1. The most important thing in life is to remember that you’re never too old, too young, too rich, too poor, too strong, too weak, too clever, too stupid, too famous, too infamous to apologize. Whatever you are, you’re never too much or less of anything to not apologize.
2. It doesn’t matter if you’re older, if you’re at fault, apologize. Just because the person you’ve hurt is younger than you, doesn’t justify your lack of empathy. Even if he/she is younger than you, he/she still has feelings. No, it’s not okay to brush it off just because you were born years before them. It doesn’t matter if you’ve had a bad day, it doesn’t matter if the world has always treated you badly so you’ll do the same. Nobody deserves your unjustified anger. Nobody.
3. If you think it makes you look smaller or fragile or weak, it doesn’t. It makes you look humble, sturdier, it makes you empathetic, it makes you brave, it makes you gallant, it makes you human. A good example of one.
You might hurt people, intentionally or unintentionally, we all do that, it’s okay. What’s not okay is to NOT acknowledge that you have hurt them. You don’t get to decide that. What you do and what you say is your choice, the impact of your words or actions on others in not something you can just decide. Take responsibility for what you say. Take heed while you speak, that’s a human being you’re talking to.
- We all have regrets about failing to saving a relationship just because we couldn’t apologize or didn’t just listen when they were sincerely apologizing. It’s alright. What’s done is done. If you can still fix it, fix it. It won’t be like before but if it still can be saved from drowning, throw a life-jacket, jump in the ocean and save it. You’ll be surprised how easy it was. If not, it’s okay. You did whatever you could have. It’s better late than never. It’s still going to hurt but it’ll be less than before.
- We’re all made of skin and bones, if you’ll cut me, I’ll bleed. If I’ll cut you, you’ll bleed. We all feel the same things. We all feel the deepest love, the darkest rage, the crushing disappointment, the never-ending sadness, the infinite longing, the red-hot embarrassment. If you’re the cause of someone’s pain, the least you can do is acknowledge it. Even if you don’t apologize, acknowledge it at least. “I’ve hurt you. I know.” This is it. This is it. Apologize when you can, it can make someone’s wounds a bit better. Apologies are like bandages. Remember that.
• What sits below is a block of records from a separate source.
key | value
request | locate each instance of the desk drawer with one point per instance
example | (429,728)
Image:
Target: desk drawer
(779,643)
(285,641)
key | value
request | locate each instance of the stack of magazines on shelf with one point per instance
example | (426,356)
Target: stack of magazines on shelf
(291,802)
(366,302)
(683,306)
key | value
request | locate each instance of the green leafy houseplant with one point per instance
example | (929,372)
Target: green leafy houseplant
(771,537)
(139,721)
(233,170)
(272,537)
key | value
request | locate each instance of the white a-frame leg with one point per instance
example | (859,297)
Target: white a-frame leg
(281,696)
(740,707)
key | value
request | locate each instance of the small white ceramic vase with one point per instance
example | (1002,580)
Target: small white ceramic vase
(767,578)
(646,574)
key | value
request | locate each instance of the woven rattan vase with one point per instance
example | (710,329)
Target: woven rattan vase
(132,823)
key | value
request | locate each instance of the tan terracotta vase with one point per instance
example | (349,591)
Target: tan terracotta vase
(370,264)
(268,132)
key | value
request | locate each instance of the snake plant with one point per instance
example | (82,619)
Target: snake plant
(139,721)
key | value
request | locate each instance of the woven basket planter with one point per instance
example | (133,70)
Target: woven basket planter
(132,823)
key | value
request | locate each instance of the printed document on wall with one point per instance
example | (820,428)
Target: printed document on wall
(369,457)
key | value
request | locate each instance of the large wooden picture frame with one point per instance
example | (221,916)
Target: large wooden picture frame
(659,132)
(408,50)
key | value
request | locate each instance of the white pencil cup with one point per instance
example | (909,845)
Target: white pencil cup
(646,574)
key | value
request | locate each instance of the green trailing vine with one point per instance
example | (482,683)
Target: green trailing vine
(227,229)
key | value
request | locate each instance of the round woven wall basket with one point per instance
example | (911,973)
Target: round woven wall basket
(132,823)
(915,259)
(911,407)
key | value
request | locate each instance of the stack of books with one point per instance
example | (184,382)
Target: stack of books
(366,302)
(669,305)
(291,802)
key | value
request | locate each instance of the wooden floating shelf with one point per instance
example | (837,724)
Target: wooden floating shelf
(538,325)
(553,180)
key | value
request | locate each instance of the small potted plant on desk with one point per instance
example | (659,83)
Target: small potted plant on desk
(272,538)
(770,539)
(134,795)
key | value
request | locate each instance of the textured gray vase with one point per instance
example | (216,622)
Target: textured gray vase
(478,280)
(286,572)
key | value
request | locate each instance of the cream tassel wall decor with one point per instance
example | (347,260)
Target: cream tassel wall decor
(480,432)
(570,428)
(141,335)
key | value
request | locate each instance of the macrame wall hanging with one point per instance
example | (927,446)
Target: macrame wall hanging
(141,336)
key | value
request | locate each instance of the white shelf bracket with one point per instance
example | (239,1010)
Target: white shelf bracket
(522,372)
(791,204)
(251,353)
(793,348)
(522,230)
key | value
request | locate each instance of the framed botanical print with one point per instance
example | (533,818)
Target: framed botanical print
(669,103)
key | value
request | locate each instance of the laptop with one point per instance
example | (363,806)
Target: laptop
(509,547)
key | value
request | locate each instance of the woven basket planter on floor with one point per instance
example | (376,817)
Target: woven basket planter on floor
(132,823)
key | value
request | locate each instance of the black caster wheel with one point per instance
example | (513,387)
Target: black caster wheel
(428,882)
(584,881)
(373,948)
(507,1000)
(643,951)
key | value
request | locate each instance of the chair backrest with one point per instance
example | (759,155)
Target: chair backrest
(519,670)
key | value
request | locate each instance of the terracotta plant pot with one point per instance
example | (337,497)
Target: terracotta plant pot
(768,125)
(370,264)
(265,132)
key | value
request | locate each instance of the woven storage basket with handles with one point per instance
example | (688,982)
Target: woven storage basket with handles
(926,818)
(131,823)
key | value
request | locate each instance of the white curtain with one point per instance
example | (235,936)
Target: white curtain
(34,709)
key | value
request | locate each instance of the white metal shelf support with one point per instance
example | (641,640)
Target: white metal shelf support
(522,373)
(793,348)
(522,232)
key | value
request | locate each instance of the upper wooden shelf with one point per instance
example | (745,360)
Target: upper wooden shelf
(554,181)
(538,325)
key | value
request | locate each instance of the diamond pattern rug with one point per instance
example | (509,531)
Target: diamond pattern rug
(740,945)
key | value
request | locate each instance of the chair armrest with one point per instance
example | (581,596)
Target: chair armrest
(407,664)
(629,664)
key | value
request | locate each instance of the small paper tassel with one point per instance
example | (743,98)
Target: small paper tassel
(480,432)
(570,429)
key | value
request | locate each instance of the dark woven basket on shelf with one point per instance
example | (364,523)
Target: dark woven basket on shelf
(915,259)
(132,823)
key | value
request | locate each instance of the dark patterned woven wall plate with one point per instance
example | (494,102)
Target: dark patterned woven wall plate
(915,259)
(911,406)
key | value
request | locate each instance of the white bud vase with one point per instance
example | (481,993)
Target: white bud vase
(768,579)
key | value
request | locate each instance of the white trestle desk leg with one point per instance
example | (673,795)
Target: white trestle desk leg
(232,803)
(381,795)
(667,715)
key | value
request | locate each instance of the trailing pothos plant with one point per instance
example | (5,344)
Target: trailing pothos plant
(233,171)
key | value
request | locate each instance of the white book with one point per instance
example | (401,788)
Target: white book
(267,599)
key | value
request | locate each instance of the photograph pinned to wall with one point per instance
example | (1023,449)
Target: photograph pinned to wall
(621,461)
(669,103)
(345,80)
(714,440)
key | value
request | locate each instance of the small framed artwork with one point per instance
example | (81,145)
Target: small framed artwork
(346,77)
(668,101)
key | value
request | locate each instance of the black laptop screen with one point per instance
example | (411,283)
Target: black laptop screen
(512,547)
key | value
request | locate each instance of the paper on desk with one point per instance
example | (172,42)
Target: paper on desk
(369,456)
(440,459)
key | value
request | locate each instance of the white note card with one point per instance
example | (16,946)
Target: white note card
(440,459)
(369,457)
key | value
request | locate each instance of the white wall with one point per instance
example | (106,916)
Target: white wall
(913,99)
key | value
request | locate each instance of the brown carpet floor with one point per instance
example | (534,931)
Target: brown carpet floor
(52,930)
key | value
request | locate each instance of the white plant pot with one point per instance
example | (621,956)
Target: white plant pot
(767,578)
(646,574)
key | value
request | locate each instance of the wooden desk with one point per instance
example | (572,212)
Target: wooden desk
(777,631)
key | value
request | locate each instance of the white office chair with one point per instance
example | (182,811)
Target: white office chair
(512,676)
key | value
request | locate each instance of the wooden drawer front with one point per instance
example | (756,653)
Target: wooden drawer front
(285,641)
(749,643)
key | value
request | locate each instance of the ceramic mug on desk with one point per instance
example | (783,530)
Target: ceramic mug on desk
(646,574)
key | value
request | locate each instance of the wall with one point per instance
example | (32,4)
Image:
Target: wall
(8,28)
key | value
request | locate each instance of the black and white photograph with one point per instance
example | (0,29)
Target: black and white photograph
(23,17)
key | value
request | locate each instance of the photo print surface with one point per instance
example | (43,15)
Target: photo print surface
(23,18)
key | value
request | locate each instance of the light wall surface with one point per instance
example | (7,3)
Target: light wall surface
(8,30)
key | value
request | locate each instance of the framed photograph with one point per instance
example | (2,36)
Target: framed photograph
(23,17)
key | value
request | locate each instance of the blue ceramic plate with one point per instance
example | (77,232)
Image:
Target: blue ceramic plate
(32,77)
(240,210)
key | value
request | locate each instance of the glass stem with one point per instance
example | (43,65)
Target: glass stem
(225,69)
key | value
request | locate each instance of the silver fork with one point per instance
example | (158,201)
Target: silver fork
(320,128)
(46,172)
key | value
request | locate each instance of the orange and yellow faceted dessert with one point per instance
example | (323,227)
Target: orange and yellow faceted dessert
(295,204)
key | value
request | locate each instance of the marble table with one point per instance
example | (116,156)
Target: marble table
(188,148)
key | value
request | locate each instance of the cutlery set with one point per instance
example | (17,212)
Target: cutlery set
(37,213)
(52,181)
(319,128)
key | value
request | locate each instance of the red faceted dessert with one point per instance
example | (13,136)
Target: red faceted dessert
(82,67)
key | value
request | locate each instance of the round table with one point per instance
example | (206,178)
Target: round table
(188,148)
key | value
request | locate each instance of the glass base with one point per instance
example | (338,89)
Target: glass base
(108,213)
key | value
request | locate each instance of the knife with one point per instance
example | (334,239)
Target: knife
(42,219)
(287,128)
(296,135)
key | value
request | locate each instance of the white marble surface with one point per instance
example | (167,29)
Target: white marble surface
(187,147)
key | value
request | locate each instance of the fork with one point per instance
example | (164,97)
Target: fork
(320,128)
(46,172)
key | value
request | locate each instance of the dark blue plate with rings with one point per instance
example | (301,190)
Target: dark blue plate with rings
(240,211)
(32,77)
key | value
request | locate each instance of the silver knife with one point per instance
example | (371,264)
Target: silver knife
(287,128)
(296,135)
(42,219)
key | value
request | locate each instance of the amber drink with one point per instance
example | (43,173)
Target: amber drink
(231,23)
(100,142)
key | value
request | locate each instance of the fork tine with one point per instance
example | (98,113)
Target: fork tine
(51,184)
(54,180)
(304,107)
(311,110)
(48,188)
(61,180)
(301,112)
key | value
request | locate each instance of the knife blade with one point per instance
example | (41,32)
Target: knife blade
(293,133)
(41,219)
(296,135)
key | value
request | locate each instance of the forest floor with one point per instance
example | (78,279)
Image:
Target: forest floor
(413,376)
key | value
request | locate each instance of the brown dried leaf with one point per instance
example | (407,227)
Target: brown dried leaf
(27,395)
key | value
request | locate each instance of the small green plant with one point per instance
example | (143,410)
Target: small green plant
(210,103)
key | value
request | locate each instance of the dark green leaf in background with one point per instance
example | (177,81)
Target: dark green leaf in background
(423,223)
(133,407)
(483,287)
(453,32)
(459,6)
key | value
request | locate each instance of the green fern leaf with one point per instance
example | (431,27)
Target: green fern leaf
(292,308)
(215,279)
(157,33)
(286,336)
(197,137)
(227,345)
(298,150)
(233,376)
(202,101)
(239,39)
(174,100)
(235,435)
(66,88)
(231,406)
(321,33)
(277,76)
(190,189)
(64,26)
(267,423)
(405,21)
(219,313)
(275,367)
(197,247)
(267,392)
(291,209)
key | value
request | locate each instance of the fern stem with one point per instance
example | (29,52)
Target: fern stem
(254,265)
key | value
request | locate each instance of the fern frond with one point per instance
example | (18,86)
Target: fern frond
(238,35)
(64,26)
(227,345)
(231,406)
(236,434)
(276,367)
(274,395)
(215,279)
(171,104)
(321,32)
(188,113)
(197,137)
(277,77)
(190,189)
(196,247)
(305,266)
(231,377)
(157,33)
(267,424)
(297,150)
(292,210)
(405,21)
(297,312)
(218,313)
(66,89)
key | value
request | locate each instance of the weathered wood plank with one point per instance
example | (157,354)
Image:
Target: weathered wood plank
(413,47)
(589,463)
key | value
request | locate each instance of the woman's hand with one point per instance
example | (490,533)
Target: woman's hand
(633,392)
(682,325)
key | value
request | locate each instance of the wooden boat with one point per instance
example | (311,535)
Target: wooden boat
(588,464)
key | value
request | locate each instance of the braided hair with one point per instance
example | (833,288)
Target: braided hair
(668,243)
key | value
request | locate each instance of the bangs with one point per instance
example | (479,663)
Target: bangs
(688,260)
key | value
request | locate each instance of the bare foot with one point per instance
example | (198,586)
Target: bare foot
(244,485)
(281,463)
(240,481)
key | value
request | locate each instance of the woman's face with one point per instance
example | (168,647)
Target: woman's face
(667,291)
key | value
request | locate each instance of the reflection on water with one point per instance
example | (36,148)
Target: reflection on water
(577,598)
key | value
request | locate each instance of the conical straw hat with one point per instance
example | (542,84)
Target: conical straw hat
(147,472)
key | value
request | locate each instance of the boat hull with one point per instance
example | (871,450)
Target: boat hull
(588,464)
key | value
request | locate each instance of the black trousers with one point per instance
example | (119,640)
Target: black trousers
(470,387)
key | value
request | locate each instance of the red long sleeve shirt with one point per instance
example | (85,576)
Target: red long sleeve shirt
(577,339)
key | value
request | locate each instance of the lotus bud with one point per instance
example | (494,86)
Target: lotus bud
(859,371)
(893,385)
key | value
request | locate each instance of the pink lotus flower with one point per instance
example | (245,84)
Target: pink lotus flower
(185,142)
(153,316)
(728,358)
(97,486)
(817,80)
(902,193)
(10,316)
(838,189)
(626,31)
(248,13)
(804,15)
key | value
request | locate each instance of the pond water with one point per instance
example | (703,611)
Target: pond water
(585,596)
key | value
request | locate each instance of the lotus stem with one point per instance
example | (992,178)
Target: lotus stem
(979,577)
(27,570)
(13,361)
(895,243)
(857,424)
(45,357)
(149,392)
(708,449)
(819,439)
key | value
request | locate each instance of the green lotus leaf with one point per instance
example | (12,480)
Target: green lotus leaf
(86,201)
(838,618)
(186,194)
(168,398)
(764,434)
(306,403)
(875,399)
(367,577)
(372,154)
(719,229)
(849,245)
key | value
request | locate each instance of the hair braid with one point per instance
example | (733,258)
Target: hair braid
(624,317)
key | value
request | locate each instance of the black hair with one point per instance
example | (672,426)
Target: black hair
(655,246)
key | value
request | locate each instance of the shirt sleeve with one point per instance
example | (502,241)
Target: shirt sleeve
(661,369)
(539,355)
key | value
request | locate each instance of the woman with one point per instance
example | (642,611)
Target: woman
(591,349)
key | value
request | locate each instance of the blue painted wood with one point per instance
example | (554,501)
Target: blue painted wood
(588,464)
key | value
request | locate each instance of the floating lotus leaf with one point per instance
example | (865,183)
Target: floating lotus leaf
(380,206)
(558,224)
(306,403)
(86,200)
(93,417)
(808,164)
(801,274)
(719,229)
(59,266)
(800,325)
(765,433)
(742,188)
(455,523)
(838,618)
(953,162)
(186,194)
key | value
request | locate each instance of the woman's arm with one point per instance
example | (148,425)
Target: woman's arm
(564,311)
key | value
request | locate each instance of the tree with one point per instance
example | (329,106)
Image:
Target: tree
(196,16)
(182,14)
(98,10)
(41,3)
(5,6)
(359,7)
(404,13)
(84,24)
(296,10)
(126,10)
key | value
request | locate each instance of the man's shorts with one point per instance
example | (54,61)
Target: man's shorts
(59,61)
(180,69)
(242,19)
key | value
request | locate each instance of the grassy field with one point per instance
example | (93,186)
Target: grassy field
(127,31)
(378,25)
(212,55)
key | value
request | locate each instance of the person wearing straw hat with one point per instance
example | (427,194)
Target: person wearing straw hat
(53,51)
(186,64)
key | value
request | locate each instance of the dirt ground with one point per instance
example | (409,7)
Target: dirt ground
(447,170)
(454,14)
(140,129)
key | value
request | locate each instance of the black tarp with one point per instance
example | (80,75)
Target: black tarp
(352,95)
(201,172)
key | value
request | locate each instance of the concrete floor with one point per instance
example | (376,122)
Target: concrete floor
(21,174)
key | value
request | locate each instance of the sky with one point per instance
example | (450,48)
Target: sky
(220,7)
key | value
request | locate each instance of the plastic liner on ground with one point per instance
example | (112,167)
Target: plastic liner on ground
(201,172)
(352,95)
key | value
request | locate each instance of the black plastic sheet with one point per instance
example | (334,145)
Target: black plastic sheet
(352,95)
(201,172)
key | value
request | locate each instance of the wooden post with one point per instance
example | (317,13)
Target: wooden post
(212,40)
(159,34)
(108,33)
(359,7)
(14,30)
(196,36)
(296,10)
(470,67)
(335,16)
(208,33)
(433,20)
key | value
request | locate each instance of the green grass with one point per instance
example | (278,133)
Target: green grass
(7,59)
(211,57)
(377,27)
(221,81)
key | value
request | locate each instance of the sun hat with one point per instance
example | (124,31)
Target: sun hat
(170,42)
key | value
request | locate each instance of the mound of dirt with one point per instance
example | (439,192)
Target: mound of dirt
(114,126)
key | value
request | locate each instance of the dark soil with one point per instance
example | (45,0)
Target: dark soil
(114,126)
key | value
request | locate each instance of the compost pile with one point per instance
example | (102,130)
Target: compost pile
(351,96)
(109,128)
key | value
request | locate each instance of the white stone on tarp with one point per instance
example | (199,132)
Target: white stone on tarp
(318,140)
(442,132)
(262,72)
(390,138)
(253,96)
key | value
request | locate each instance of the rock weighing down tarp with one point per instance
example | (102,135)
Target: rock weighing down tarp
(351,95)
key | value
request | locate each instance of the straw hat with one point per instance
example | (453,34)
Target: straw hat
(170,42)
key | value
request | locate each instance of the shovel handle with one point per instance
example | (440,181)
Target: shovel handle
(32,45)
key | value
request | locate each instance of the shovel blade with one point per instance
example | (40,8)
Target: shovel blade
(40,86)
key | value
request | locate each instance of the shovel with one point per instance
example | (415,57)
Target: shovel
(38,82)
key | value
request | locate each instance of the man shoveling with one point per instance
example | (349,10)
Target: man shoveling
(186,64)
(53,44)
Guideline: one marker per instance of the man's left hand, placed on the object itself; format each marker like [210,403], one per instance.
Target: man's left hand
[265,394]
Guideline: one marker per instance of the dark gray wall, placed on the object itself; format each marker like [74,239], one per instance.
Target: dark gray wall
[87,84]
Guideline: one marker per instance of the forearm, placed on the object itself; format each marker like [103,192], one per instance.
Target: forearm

- Your apology can save someone’s life, someone’s belief that the world isn’t as cold as they thought it was. Say you’re sorry. Don’t worry if someone is unbelievably mad at you, and you fear that they’ll reject your apology, do it anyway. Don’t think whether they realize how sincere your apology is, don’t think what they think about it, say it anyway. It’s alright. If they value you, they’ll understand. They’ll understand. Don’t fear something before you even try it.
Don’t expect your apology to bring you things you want once again. Don’t expect it to make everything just like it was. Expect it to bring you peace, expect it to bring a rush of guilt, a rush of realization, a feeling of being a better person than you were before. Expect it to make you gentle, more human.
- Don’t make it a monster, an apology is a gentle, cool breeze when it’s hot as hell in your life. It’s healing. Accepting an apology is tricky business though. I read somewhere that, “If you want to be forgiven, learn how to forgive others.” Apologizing isn’t about seeking forgiveness or granting forgiveness, it’s more like a chance that you give yourself to gasp for breath when both of you are drowning. It isn’t a sign of defeat, it’s a sign of victory. You won over your pride. You chose that person over the darkest parts of your mind.
10. What I sincerely believe to be true is, we should always accept all apologies that we get. I know how it feels, how much courage it takes to accept one’s mistakes, to look down ‘cause you’re so ashamed but you do it anyway, because that person is more important than your pride. I vowed to accept every apology I ever got. Of course, some of them won’t be sincere, some might say it just for the sake of it, but I am not going to lose the chance to pass a sincere one over due to that. Apology is a chance to make things alright and I’m taking and giving as many chances as I can. Life’s too short.